Edgar Renteria walked, Aaron Rowand doubled for his first extra-base hit in 10 days, Andres Torres grounded the tying one-out single to left, and Freddy Sanchez delivered the most important and stunning hit of the series, a three-run homer that hooked into the left-field foul pole to give the Giants a 6-3 lead.

Sanchez had not homered in 198 at-bats dating to August, by far the longest drought on the team.

Aubrey Huff kept the rally going with a single, and Juan Uribe's RBI double against new pitcher Casey Janssen gave the Giants a 7-3 lead, which Pat Burrell extended to 9-3 with a two-run homer in the eighth made possible by Fred Lewis dropping an easy Huff flyball.

"We kept giving ourselves opportunities to score," said Burrell, whose homer was his first in 16 at-bats. "If you keep giving yourself chances with guys on base, runners in scoring position, the law of averages says you're going to get a big hit. That was Freddy's today."

Fans might roll their eyes at that statement after watching the Giants consistently fail to get big hits.
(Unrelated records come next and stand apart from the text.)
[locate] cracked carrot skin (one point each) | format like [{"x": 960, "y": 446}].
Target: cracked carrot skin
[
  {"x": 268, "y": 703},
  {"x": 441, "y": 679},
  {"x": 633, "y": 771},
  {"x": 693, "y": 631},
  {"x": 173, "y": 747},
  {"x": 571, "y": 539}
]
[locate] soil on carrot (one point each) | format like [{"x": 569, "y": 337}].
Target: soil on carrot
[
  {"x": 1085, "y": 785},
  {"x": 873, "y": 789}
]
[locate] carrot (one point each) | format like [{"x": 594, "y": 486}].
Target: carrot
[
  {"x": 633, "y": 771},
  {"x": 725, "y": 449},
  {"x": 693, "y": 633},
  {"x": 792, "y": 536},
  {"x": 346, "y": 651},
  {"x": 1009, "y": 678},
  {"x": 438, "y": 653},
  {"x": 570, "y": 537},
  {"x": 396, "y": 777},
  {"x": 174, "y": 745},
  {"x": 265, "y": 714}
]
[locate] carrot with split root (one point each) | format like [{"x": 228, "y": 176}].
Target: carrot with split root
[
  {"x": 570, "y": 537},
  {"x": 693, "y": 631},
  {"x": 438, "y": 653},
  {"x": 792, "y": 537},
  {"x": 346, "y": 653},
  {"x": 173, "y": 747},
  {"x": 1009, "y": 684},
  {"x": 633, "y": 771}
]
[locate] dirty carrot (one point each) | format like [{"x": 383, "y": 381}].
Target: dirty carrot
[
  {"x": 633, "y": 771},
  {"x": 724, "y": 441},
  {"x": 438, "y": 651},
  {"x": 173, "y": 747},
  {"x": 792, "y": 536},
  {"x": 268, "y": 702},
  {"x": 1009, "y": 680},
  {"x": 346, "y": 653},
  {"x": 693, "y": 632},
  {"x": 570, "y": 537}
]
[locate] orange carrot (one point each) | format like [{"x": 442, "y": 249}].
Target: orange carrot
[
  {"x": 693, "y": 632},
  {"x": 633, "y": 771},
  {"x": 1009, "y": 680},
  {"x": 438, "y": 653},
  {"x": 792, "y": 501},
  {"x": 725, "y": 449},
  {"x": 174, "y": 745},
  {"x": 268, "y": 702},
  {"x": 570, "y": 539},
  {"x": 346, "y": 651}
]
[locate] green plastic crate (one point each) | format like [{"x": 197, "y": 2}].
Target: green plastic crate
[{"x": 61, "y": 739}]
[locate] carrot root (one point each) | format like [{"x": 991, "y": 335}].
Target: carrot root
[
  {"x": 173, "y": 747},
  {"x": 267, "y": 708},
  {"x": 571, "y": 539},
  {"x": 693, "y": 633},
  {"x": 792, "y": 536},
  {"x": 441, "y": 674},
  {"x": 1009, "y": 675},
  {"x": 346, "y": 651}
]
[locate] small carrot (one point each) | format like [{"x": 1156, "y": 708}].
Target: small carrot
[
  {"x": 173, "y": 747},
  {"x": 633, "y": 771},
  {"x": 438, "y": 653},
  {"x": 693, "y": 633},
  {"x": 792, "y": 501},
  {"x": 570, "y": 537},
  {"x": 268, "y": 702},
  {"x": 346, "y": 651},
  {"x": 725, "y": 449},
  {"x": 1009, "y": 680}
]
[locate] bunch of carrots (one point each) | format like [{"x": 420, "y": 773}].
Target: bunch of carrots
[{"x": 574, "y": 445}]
Bochy wished his boys could have delivered one or two for Barry Zito and Matt Cain in the preceding losses.

"This game is hard to figure sometimes," Bochy said. "We get two great starts, one guy scuffles and that's the game you win."

The scuffler was Jonathan Sanchez, whose fastball command eluded him as he walked five batters and allowed three runs in 2 2/3 innings, his shortest start since July, 2008. With two more of Sanchez's runners in scoring position in the third, Bochy yanked him in favor of Denny Bautista, who retired Edwin Encarnacion on a foul pop to launch a terrific run by the bullpen.

"Bautista won the game for us," Bochy said. Indeed, Bautista was awarded the win for 2 1/3 shutout innings. Guillermo Mota followed with two more and Sergio Romo another until the ninth, when the Jays scored three against a still-struggling Jeremy Affeldt. Thus came the call for Wilson, who struck out Lyle Overbay on a high fastball for a one-batter save.

The first of three Giants homers was important, too. Huff's solo shot off Marcum in the third inning, his team-high 12th, seemed to wake the Giants from a serieslong stupor and infused some life into their dugout. Like Sanchez's homer, Huff's was very high and barely fair.

Neither Bochy nor Freddy Sanchez thought the second baseman's homer would stay fair.

"Off the bat I didn't," Sanchez said. "The man upstairs kept that thing fair. I know I stayed inside it, but it looked like it kept hooking and hooking, and then it faded back."